I think most people don't want to have to think about vendor lock-in related bullshit. Most people just want their model to run on whatever hardware they happen to have available, don't want to have to worry about whether or not future hardware purchases will be compatible, and don't want to have to rewrite everything in a different framework.

Most people fundamentally don't care about ROCm or CUDA or OneAPI or whatever else beyond a means to an end.

hoomanmo 457 days ago

which Mozilla's questionable decisions are you referring to?

kouteiheika 457 days ago

> Why haven't they just upstreamed them to PyTorch for better adoption?

They don't seem to care, or don't understand how to get broader adoption.

For some reason AMD's management is dead set on targeting only the high end part of the market. Like, for example, look at this blog post. Which model they're testing? DeepSeek R1, the 671B behemoth that no normal person can run. Or look at any of their tutorials/docs and see which GPUs they support - it's always only either the unobtanium-grade enterprise GPUs, or high end workstation cards that no one buys.
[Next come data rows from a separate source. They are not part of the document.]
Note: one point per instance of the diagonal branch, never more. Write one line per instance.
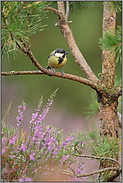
(102, 170)
(64, 27)
(51, 73)
(27, 50)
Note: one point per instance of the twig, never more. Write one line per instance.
(114, 175)
(21, 73)
(100, 171)
(67, 10)
(96, 157)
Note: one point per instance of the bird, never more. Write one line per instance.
(57, 59)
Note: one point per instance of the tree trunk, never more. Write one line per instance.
(108, 102)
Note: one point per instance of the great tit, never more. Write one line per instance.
(57, 59)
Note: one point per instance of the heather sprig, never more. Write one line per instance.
(45, 150)
(19, 118)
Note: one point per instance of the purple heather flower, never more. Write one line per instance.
(79, 170)
(23, 147)
(20, 180)
(21, 109)
(69, 139)
(27, 179)
(64, 144)
(12, 140)
(3, 150)
(32, 156)
(64, 158)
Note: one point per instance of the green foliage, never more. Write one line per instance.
(80, 5)
(113, 43)
(19, 20)
(117, 5)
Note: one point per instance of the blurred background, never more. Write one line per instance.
(73, 98)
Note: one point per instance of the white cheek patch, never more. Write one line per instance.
(59, 54)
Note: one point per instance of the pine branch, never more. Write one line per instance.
(97, 157)
(64, 27)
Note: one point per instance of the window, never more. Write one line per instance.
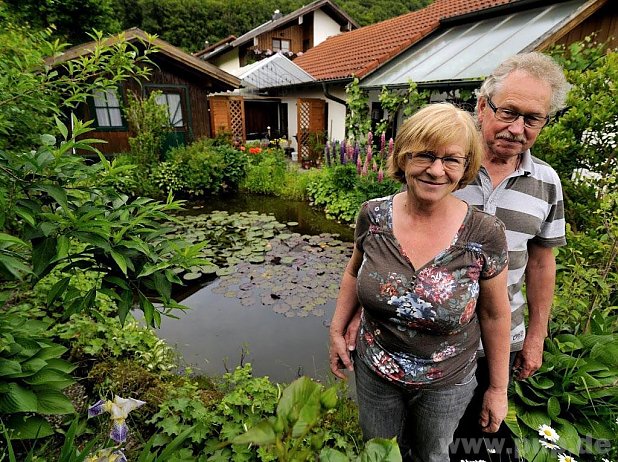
(281, 45)
(107, 109)
(174, 108)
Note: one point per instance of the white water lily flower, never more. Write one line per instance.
(548, 433)
(119, 410)
(565, 458)
(548, 445)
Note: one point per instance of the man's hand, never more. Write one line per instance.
(529, 359)
(494, 410)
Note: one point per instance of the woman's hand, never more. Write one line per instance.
(493, 411)
(339, 356)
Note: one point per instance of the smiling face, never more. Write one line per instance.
(433, 183)
(518, 92)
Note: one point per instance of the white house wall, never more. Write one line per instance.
(229, 62)
(323, 27)
(336, 112)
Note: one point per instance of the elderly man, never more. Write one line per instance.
(514, 103)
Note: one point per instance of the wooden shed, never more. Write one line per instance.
(183, 80)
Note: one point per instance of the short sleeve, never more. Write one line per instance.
(362, 226)
(494, 247)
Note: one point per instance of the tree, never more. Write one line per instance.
(60, 214)
(70, 19)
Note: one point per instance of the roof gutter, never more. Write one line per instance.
(511, 7)
(438, 84)
(332, 97)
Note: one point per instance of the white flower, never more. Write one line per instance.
(548, 445)
(119, 410)
(548, 433)
(565, 458)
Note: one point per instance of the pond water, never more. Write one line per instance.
(273, 314)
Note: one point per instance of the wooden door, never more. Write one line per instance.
(311, 130)
(227, 115)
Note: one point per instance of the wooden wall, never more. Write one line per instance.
(197, 116)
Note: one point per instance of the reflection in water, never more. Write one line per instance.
(220, 331)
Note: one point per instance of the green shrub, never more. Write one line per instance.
(200, 169)
(341, 191)
(266, 171)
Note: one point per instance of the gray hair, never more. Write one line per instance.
(537, 65)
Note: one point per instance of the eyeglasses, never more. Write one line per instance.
(427, 158)
(509, 116)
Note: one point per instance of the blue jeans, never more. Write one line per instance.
(423, 420)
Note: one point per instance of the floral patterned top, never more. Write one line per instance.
(419, 326)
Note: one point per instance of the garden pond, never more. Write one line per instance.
(269, 297)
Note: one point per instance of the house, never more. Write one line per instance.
(185, 82)
(252, 114)
(447, 45)
(292, 35)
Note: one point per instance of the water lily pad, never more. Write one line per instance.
(192, 276)
(281, 308)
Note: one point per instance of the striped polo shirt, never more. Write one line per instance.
(529, 202)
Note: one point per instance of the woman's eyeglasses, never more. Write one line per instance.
(427, 158)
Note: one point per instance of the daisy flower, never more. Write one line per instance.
(548, 445)
(549, 433)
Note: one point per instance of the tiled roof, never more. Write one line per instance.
(336, 13)
(361, 51)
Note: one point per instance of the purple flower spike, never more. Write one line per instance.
(96, 408)
(119, 432)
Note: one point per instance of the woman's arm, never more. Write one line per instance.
(495, 319)
(347, 305)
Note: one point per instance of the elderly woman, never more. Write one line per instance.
(429, 272)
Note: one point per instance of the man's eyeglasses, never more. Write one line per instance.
(510, 116)
(427, 158)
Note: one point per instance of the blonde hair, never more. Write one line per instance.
(434, 126)
(535, 64)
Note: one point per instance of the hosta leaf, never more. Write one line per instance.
(28, 427)
(300, 404)
(569, 439)
(8, 367)
(534, 418)
(53, 402)
(17, 399)
(260, 434)
(553, 407)
(61, 365)
(50, 377)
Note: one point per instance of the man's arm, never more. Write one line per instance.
(540, 282)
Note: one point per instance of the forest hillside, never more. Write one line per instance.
(188, 24)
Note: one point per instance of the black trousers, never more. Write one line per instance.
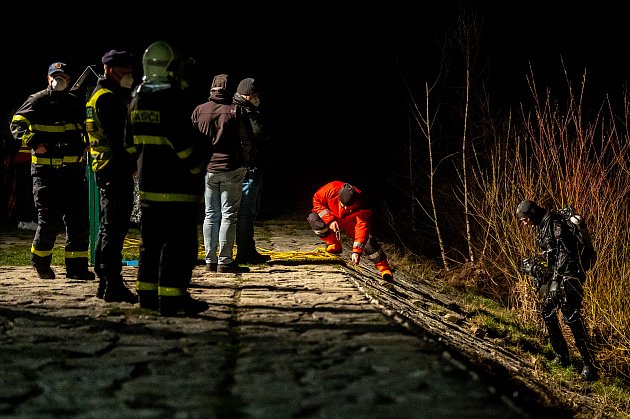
(61, 199)
(169, 248)
(116, 205)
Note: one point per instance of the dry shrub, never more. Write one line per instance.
(552, 155)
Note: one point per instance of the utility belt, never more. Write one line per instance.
(56, 161)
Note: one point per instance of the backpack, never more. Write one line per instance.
(576, 223)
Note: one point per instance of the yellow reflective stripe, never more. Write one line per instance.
(76, 254)
(56, 161)
(151, 140)
(169, 197)
(55, 128)
(146, 286)
(170, 291)
(198, 169)
(185, 153)
(41, 253)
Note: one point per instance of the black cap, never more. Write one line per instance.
(116, 58)
(219, 82)
(247, 87)
(347, 195)
(57, 68)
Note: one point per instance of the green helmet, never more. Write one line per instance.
(156, 61)
(164, 64)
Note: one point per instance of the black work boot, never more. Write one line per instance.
(117, 292)
(185, 304)
(557, 341)
(101, 287)
(583, 344)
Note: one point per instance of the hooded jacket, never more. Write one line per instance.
(228, 136)
(327, 205)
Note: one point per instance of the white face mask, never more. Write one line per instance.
(255, 101)
(59, 84)
(126, 81)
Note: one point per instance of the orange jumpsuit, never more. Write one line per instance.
(354, 219)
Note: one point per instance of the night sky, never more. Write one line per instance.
(331, 72)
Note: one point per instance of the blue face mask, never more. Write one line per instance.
(59, 84)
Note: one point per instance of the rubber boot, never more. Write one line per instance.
(385, 270)
(557, 341)
(583, 344)
(334, 245)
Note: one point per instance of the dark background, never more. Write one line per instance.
(332, 73)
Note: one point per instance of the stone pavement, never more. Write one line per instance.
(287, 340)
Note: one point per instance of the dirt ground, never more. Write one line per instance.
(414, 304)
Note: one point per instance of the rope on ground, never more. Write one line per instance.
(318, 255)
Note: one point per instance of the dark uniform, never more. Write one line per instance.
(565, 291)
(54, 119)
(171, 165)
(113, 170)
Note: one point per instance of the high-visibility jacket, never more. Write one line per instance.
(54, 119)
(355, 219)
(171, 155)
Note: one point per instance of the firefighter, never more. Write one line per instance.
(340, 206)
(50, 123)
(171, 162)
(566, 286)
(106, 116)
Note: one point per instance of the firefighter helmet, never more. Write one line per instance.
(162, 63)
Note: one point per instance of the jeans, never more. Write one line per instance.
(222, 199)
(250, 204)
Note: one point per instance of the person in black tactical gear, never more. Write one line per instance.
(106, 117)
(564, 284)
(171, 160)
(50, 123)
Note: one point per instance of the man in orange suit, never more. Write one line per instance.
(340, 206)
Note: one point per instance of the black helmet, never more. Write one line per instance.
(531, 210)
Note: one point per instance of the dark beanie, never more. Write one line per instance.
(347, 195)
(247, 87)
(116, 58)
(219, 82)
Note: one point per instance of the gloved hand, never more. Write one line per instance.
(251, 171)
(334, 226)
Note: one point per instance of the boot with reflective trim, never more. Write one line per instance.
(334, 245)
(45, 272)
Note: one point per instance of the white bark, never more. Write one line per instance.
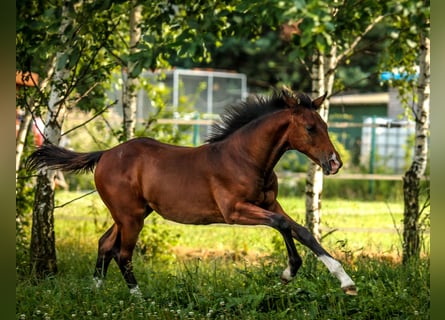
(130, 84)
(42, 248)
(322, 81)
(422, 110)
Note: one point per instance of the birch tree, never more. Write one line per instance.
(130, 79)
(42, 249)
(411, 179)
(61, 46)
(330, 53)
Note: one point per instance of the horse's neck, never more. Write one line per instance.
(265, 141)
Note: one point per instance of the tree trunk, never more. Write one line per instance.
(21, 138)
(42, 248)
(322, 80)
(131, 83)
(411, 180)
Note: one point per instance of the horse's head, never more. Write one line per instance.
(308, 132)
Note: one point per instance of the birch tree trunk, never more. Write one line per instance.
(42, 248)
(130, 82)
(323, 72)
(411, 180)
(21, 138)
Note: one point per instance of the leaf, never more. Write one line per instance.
(62, 61)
And if your strategy is to target only the super rich entities then a little jank in the software isn't really all that punishing - if you can afford to drop a few million on GPUs then you can also afford to hire someone to spend a few weeks getting AMD's software to work/get it tuned by tweaking two dozen environment variables they do seem to like so much/etc.

saagarjha 457 days ago

> For some reason AMD's management is dead set on targeting only the high end part of the market.

Because those people are dropping $100 billion on GPU clusters and individuals are not

impossiblefork 457 days ago

Yes, but researchers use Pytorch and those researchers end up being the end users of the GPU clusters.

NVIDIA GPUs sell so well because they work with what researchers actually use.

saagarjha 456 days ago

Oh I definitely think they should upstream to PyTorch, I'm just saying doing the usual "why doesn't AMD think of the gamers^W^W^W^W^W local model users" is not going to sway their policies.

imtringued 457 days ago

That would make the kernels the PyTorch Foundations's problem and they would have to set up CI infrastructure around AMD GPUs to maintain these kernels. For whatever reason, AMD really wants to keep everything in-house even though that has been a losing strategy so far.